Idee ziemlich cool, Ausführung nicht immer so wahnsinnig.
Der Genfer DJ Kid Chocolat ruft verschiedene Kollegen (mehrheitlich aus der Dance-Szene) befassen sich mit den Werken der Gebrüder Eicher. Beide waren mal in der Schweizer Kultband GRAUZONE, die mit “Eisbär” sogar einen internationalen NDW-Hit hatte. Der eine Eicher (Martin) hat nach GRAUZONE mit der Musik aufgehört. Der andere Eicher (Stephan) ist als Solokünstler einer der erfolgreichsten Schweizer Musiker geworden.

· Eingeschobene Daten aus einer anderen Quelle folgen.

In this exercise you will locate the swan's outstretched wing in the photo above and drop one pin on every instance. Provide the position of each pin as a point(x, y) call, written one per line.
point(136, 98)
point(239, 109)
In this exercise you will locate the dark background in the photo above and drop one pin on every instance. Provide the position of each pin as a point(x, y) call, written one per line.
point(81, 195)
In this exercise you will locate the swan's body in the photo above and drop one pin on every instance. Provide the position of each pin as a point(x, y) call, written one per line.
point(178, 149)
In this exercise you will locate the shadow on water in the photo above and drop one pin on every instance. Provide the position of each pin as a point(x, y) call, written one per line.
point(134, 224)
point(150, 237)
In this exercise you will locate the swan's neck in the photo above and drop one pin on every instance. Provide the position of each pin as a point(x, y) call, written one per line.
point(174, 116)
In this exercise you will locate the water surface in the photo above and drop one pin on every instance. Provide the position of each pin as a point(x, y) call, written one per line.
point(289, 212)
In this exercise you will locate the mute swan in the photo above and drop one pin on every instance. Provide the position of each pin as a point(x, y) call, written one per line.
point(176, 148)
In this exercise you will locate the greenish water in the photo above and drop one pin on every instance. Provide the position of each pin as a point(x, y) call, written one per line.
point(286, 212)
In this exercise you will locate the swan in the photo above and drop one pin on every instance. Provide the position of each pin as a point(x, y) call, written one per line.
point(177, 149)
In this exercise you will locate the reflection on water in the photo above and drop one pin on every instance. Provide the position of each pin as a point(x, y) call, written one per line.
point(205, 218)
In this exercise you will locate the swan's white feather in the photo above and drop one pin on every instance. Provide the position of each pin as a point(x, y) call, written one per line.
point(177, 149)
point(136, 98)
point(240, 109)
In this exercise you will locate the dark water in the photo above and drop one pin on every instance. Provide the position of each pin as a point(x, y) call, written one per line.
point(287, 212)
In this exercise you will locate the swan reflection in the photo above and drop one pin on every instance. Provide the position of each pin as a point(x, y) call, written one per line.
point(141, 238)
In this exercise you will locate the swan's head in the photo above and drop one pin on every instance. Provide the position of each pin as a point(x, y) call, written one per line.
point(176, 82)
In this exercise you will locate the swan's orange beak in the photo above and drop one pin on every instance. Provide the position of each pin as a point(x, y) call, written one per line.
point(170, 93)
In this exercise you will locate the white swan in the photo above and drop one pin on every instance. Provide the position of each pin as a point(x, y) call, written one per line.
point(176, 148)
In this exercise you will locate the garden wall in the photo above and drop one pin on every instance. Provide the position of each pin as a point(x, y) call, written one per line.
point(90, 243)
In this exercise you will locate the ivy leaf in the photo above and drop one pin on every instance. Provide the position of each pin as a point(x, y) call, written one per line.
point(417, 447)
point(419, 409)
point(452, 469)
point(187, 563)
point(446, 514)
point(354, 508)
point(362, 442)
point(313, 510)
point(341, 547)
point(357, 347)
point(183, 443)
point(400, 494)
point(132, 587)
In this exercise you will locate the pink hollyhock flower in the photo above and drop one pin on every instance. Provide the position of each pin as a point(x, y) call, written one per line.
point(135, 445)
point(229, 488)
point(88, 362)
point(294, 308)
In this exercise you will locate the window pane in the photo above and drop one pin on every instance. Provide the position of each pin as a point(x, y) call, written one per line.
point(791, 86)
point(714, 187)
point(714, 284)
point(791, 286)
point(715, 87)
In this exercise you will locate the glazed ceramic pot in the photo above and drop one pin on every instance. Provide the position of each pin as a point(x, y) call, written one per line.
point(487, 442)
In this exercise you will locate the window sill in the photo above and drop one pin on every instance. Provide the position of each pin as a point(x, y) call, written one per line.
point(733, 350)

Der Tribute-Sampler ICH MÖCHTE EIN EICHER SEIN zeigt die GRAUZONE- und frühen Stephan Eicher-Songs so, wie sie klingen würden, wenn sie erst in diesem Jahrtausend produziert worden wären. Schon damals, Anfang der 80er-Jahre, waren das freche, innovative, minimalistische Elektropopsongs. Das sind sie heute nur noch in den besten Fällen. Der Höhepunkt auf dieser Platte ist der “Noise Boys Song” in der Version von NU WAVE HOOKERS. Sie bedienen sich an Eichers Gesangsspur (die, die er anlässlich der Neu-Auflage von LES CHANSONS BLEUES neu eingesungen hat), und unterlegen sie mit einem fetten Bass und Beats aus dem Drumcomputer. Dies ist mehr Remix als Neu-Interpretation, aber sehr gut. Besonders schön ist der Break gegen Ende des Songs, als die Musik plötzlich ins Jazzige kippt. Diese Klasse erreichen die anderen Tracks nicht mehr.
Interessant ist auch der “Les Filles Du Limmatquai”-Remix von TWEAK. Auch sie arbeiten mit Eichers-Originalstimme (und ja, er singt schön korrekt “TOUTES les filles”, und nicht “TOUS les filles”), die Instrumentierung klingt ähnlich wie beim Original, einfach moderner. Ein ähnlicher Fall ist KID CHOCOLATs Remix von “Nice”. Nichts neues, aber auch nichts schlechtes.
Bei den Neu-Interpretationen wird’s dann schon schwieriger. Und oft auch langweiliger. Vielen fehlt der Mut zum Pop, obwohl sich Songs wie “La Pièce” oder “Two People In A Room” so schön dafür eignen würden. Sympathisch ist noch AVRIL’s Triphop-Version von “Eisbär”, wenn die Sängerin Eve sich im Deutsch-Singen versucht. Oder das herrlich entspannte “Ice Baer” von READYMADE FC, die den deutschen Text kurzerhand ins Englische übersetzen. Auch der bekifften Schunkel-Version von “La Chanson Bleue” (MAGICRAYS) kann man durchaus noch was abringen. Andere Tracks verlieren sich irgendwo mit House-Spielereien und dumpfen Dance-Beats “im kalten Polar”.
Das gibt dann unter dem Strich zuwenig her, um wirklich zu begeistern. Lieber ab und zu mal wieder die SUNRISE TAPES-CD von GRAUZONE einschieben (oder, wer damals schon kaufkräftig war: eine der Vinyl-Scheiben auflegen), das tanzt sich auch ganz schön.